Where is all of this hatred and escalating hostility toward President Obama coming from? It seems to be transcending and going beyond traditional policy differences. There are shades of the domestic politics of the Cold War. President Obama is depicted as being "a socialist," "un-American," implying something akin to "disloyalty," describing him as seeking to impose some "ruthless form of governance" upon the American people; requiring those who "really care" about America "to take our country back."

Take our country back FROM WHERE?

Why are the religious leaders of the faith-based community in our country silent at this time? What more has to occur for them to break their silence and exercise needed moral leadership to stop this escalating and virulent hate speech by those opposed to President Obama? Dr. King often said, "In the end, we will remember not the words of our enemies, but the silence of our friends."

In 2008, America wanted to believe we could be the best that we could be. Presidential candidate Barack Obama, like Martin Luther King, Jr articulated a prophetic hope and optimism about the goodness of our people; ALL people -- irrespective of race, color, or gender.

What has occurred since then to make a substantial part of Congress set aside their constitutional oath and responsibility to govern in the best interest of our country, and, instead commit themselves to defeat and deny Obama's re-election, at all cost?

President Obama is accused of proposing job recovery and deficit reduction programs that are based on "class warfare." Some on the left, part of Obama's most enthusiastic original voter base, feel "betrayed," claiming his major failing was to "bail out Wall Street" on the backs of Main Street, and the poor.
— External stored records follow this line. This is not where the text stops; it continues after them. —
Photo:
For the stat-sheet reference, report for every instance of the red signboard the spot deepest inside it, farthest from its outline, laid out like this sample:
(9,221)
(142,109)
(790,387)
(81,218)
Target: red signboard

Most of the vitriol, however, is not coming from the left.

There are approximately 14 months to the November 2012 presidential election. On the basis of current political discourse in the media and in public forums, political debate and discussion are likely to become more mean and ugly.

People in a position to know, in contact with the White House, have shared with me information that First Lady Michelle Obama has received more threats to her personal safety than all other previous First Ladies combined. This suggests that it is no longer unreasonable or alarmist speculation to express their serious concern about the ultimate personal safety of the President and First Lady.

Current animosity and public expression of meanness toward the President reminds me of a conversation I had with an elderly African-American woman in Oakland, CA in 2008. She explained to me why she was going to vote for Hillary Clinton and not Barack Obama in the primary. She said, she really wanted to vote for Barack Obama, but she felt like grandmother towards him; and, as such, she had a moral obligation to protect him. If she voted for him for President, and he got elected, she said "they will do to him what they did to President Kennedy and Dr. King."

I am optimistic, however, that the wisdom of Thomas Jefferson (quoted in the caption for this blog) will ultimately prevail. Are you?